The Bavarian district chief behind Thursday’s journey to Berlin, Peter Dreier, had called it an “act of desperation” as his southern rural area buckled under the strain of a mass influx that brought 1.1 million migrants to Germany last year.
The coach had arrived on Friday evening after a 570-kilometre trip outside the chancellery building of Merkel, who declined to send her staff to negotiate with the provincial official. Berlin city representatives instead went on board and offered the group of men emergency accommodation for a night.
In absurd scenes, some 100 journalists, as well as a sprinkling of anti-Merkel protesters, stayed in a throng around the coach for two hours, while tense-faced Berlin and Bavarian officials negotiated inside, and refugees watched the TV cameras with anguished expressions.
In the end, the bus left with a police escort, and Dreier told the press he was disappointed Merkel’s people hadn’t come to talk to him. He said he would pay for a night in a hotel for the group, out of his own pocket.
On Friday morning, the bus was back on the road to Bavaria, to the southern town of Landshut, which had organised the high-profile trip — with the refugees inside described as angry and disappointed.
Berlin Mayor Michael Maeller called the trip a sign of a “breakdown of solidarity” in how local governments handle the migrant influx, while Bavarian Social Democrats leader Florian Pronold condemned the “PR stunt”.
Only one of the Syrian men — all of whom have official asylum status and are free to move anywhere in Germany — had decided to stay in the capital, while another wanted to head to the northern city of Bremen, Landshut officials said.
Details emerged, meanwhile, about the trip to Berlin, from TV journalists who had been invited to come along for the ride. One refugee, identified only as Ahmad from Damascus, told TV news channel N24 that the group had initially been promised by their Bavarian hosts that “the situation will be better in Berlin”.
At a highway stop on the way, Dreier, who travelled separately by car, is shown telling them that “we will be welcomed in Berlin at the chancellery and then we will be taken to apartments”.

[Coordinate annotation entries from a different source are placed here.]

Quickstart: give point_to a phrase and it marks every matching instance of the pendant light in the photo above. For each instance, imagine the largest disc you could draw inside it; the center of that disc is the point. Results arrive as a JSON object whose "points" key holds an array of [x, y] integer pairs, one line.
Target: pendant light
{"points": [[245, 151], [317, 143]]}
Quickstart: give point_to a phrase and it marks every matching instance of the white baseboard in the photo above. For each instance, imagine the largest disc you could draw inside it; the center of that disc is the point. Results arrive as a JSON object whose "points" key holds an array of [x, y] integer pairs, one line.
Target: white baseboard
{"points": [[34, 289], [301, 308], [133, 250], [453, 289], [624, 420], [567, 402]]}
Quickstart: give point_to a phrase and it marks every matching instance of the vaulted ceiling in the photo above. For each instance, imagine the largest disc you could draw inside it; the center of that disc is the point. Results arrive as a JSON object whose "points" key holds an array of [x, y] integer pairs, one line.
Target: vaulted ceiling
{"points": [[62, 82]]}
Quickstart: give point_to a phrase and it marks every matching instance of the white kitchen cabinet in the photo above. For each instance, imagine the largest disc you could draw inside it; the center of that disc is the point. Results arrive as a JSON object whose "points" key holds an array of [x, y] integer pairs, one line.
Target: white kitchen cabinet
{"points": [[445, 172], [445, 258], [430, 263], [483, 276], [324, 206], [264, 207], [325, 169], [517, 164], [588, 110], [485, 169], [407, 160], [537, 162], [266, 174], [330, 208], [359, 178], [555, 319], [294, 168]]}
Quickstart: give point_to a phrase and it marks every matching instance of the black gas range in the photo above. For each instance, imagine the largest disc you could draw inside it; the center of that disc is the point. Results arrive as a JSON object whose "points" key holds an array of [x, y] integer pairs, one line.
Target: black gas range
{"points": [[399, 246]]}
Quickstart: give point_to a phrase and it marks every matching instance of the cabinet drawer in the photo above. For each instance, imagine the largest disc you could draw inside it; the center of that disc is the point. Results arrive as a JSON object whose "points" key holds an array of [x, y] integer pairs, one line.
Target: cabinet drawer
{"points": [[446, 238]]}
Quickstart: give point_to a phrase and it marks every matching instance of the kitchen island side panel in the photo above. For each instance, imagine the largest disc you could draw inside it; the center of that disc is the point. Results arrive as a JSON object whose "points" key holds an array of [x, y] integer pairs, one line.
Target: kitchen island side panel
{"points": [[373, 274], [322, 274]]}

But it quickly dawned on the refugees that things might be more complicated, with one telling N24: “We are a (political) football between Berlin and Bavaria and are being used to change the migrant situation, right?”
In the end, one of the Syrians says: “We feel we’ve been abused, they gave us such hopes.” The trip had been plagued by problems from the start. Of an original 51 who were meant to come, 20 changed their minds Thursday morning and stayed in Bavaria.
On the way to Berlin, the bus once had to turn back after losing one member of the group at a highway rest stop. As the bus headed back Friday, Germany was being blanketed by winter snow storms.